In John Goldingay’s For Everyone commentary on Genesis 6:5-8 (a text included in this Sunday’s scripture reading on Noah and the flood), Goldingay describes four “astonishing” reactions from God to the world’s violence and sinfulness.
The first is regret at having created humanity. This is extraordinary because you cannot regret something unless you had not foreseen it, which implies that the developments we have been reading about in Genesis have taken God by surprise. Once again, Genesis raises a question about our assumption that God knows everything, so that there is nothing God has not foreseen. The Old Testament implies that God quite often has surprises, usually unpleasant ones. It also makes clear that God is able to know what will happen in the future (and is thus able to reveal it to people), but God seems not always to exercise that capacity and instead lives in linear time with us. God is eternal in the sense of living through all time, but God is not timeless. God mostly lives in the present and thus can be taken aback by things, but God is not caught by events in such a way as not to be able to cope with things. God has infinite capacity to handle whatever happens, and God is involved in a responsive relationship with the world.[1]
I don’t quote this passage because I “agree” that God’s foreknowledge is limited—or even that God places a self-imposed limit on what he knows. But I do agree, along with Goldingay, that this is what the Bible implies. And, by all means, let’s deal, first, with what the Bible actually says (or implies)—before we spackle over it with our tidy theology. I gather that this is what Goldingay would say, too.
When dealing with classic Bible passages like Genesis 6 or Jonah 3—both of which suggest that God changes his mind in response to new information—I would say, and have said many times in the past, that this is simply anthropomorphism: the Bible writers are ascribing to God human personality traits so that we can relate to him better. But darn that Goldingay! He anticipates this response in the next paragraph:
Does the Bible simply speak of God having surprises and regretting things only because that is how it looks to us? Is God simply portrayed as if God were a human being? This seems to involve deciding what must be true of God on the basis of what we think must be true, rather than on the basis of what the Bible says. If the Bible does not mean it when it says God regrets things, why should we assume it means it when it says other humanlike things about God, such as that God loves us?[2]

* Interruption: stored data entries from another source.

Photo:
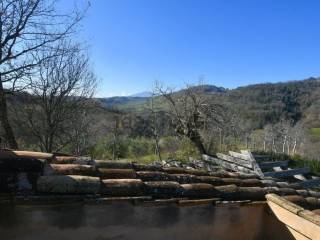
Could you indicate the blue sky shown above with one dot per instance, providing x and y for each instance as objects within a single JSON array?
[{"x": 228, "y": 43}]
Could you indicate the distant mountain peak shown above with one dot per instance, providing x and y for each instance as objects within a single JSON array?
[{"x": 142, "y": 94}]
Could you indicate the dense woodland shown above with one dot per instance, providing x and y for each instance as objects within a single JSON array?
[{"x": 47, "y": 102}]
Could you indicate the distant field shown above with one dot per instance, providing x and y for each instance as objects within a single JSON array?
[{"x": 315, "y": 131}]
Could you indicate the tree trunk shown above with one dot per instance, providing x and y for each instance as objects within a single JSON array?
[
  {"x": 9, "y": 135},
  {"x": 196, "y": 139}
]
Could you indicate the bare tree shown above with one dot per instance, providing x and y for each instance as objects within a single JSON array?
[
  {"x": 26, "y": 27},
  {"x": 190, "y": 110},
  {"x": 59, "y": 96},
  {"x": 155, "y": 125}
]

Deciding what must be true of God on the basis of what we think must be true, rather than on the basis of what the Bible says… Yikes! I have no clever reply to this, except to concede that I’m sure he’s right.
Darn you, John Goldingay! And thank you for challenging me.

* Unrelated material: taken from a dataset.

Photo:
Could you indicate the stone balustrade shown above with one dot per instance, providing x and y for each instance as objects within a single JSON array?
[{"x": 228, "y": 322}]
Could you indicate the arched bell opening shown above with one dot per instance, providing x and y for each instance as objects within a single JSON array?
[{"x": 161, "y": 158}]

1. John Goldingay, Genesis for Everyone, Part One (Louisville: WJK, 2010), 95-6.
2. Ibid., 96.
I agree with Goldingay on at least 2 points. First, we have to let the Bible define what God is like and then build theology accordingly, not vice versa. Second, I don’t think the Bible is speaking anthropomorphically when it says what God does or thinks or says. After all, we are made in his image. Also, a great big chunk of the Bible could not be taken “literally” were anthropomorphism the case. Again, let the Bible speak, not some “theological construct.”
What is most interesting, though, is God’s “regret” about something he foreknew. Here we do have specific biblical passages about God “calling the end from the beginning,” and that we were “chosen before the foundation of the world” and the like, which leads to the belief of foreknowledge biblically, as opposed to in an “ivory tower.” So regret does seem problematic.
I have a picture on the subject, though it is certainly weaker than whatever the reality actually is. Consider a playwright. Once he is finished writing the play, he “knows the end from the beginning.” But supposed he, like Hitchcock, also includes himself as one of the actors in the play (except not a cameo role). When it gets to a specific point in the play, the actor responds to whatever the scene is in which he is present at that moment. The ultimate outcome of the play does not override that; in fact, that response is instrumental to how the play ultimately turns out. Except that God is not “acting”–that is really how he feels when he is actually confronted with the prevailing, sweeping immorality of his creation at that point in time.